Critics have contrasted these shipboard mores to the signs of capitalist degeneracy confronting those who board the 'Tornado', the derelict space station from 1987 unexpectedly encountered en route. Here, amidst the dark clutter of its interior, are found signs of gambling and money, coded elements of capitalist speculation, just as fatal as the death gas and nuclear warheads also there. For those who explore it, the Tornado reflects a place thought left behind, both geographically and politically. "We have discovered the 20th century," says one dismayed crewman. The determined self destruction encountered by those who board the derelict recalls one of TV's original Star Trek shows, and those found died as result of a selfish fight for survival.
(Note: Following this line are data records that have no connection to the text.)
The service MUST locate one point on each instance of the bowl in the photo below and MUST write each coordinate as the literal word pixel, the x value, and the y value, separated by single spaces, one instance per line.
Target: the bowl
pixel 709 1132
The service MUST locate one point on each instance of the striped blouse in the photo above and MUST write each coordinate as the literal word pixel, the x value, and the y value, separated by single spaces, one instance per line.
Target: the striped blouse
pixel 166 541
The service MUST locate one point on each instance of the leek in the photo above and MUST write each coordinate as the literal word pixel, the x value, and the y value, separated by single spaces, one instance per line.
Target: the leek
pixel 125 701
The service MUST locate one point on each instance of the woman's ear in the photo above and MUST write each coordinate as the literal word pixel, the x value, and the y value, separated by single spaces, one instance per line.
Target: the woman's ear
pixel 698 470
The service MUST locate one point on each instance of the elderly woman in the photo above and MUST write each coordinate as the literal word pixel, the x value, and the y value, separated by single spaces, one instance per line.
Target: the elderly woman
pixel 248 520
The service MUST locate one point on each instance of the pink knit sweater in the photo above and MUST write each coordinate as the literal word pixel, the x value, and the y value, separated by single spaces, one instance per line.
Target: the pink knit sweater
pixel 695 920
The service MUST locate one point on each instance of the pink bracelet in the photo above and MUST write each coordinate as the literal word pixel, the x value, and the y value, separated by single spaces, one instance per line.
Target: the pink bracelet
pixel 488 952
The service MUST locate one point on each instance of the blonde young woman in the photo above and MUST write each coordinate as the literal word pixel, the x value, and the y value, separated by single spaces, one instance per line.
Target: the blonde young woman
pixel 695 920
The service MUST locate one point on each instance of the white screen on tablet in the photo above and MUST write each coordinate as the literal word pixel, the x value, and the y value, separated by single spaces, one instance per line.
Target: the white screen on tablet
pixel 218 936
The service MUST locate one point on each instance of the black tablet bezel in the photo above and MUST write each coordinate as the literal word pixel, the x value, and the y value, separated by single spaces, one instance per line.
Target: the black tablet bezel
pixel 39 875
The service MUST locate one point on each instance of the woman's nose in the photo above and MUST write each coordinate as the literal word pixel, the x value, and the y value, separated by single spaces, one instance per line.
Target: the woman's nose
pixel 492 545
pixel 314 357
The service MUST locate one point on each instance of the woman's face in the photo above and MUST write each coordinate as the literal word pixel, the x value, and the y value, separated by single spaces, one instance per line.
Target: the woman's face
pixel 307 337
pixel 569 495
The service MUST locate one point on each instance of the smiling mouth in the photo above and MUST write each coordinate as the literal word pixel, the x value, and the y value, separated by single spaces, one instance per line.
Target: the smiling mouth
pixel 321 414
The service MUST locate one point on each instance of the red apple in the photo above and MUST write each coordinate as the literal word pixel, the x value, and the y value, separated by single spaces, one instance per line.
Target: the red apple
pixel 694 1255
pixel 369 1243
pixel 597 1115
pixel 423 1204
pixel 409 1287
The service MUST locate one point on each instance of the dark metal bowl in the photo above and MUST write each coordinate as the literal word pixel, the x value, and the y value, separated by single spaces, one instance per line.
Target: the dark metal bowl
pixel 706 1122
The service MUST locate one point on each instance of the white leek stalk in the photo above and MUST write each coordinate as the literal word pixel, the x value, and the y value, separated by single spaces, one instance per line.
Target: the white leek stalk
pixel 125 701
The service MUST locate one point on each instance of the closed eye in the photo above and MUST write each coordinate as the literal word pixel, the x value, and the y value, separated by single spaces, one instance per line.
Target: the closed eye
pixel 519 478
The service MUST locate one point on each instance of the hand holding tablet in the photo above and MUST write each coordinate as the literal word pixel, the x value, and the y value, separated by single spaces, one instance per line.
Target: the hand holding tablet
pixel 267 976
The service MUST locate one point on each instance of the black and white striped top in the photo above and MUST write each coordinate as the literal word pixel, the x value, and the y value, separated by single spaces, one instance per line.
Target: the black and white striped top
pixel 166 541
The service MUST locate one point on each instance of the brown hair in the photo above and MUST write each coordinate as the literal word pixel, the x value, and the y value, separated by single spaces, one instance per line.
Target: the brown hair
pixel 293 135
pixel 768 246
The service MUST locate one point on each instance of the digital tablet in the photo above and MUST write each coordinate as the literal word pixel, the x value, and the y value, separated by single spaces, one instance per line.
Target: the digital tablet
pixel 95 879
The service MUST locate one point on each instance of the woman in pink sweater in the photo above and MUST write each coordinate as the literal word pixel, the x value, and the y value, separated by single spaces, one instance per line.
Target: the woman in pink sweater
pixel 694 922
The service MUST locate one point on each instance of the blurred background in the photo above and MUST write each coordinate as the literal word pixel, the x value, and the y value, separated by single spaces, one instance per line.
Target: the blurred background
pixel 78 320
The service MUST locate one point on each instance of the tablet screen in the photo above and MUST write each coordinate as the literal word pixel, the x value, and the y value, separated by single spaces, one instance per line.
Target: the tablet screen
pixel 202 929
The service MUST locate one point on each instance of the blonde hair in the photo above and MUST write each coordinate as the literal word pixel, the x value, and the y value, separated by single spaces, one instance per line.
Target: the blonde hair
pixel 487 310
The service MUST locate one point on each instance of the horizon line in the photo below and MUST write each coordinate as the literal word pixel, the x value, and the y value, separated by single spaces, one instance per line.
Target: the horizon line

The signs of a corrupt political system fall exposed with as much horror as does (in a notable moment) the skin off the Tornado captain's face.

This, and then the debilitating effects of rays that emanate from a hitherto unknown black star are the two principal threats facing the crew. How they finally overcome this last hurdle is part of the end of the quest. Without giving too much away, it is sufficient to say that the close of the film, the ship's long anticipated arrival at Alpha Centauri's 'white planet', brings a sequence both uplifting and brief, carrying over the theme of mutually beneficial cooperation. But viewers today may find less interest in the ending than the scenes that have preceded it. It's the Ikarie crew's social or dutiful pairings, even to the point of bringing each other flowers, or taking showers together, which lay at the heart of the film, rather than any encounter of a new civilisation and the socialist message entailed. Whilst in basic narrative terms the 'white planet' brings closure, our attentions have for long been focused elsewhere, in scenes such as the notable dance sequence. Through the hypnotic rhythms of Zdenek Liska's striking score, the astronauts take part in something akin to a weird 22nd century disco, their slow somnambulistic movements reassuring while also slightly disturbing. Reassuring, as we can see the crew reacting together as one social unit, even after the inevitable trials of months in space; disturbing because it is all so emotionless and controlled. Such ambiguous group occasions beg questions we really want answered. Are they really happy? Or does the Earth we thought we recognised in them no longer exist?

The Czech originated disc I have seen offers a splendid widescreen transfer of the movie with English subtitles. Most of the extras are unfortunately not subtitled, but there's a chance to see some sample scenes from the American International version, to give an idea of how the original was changed as well as a stills gallery.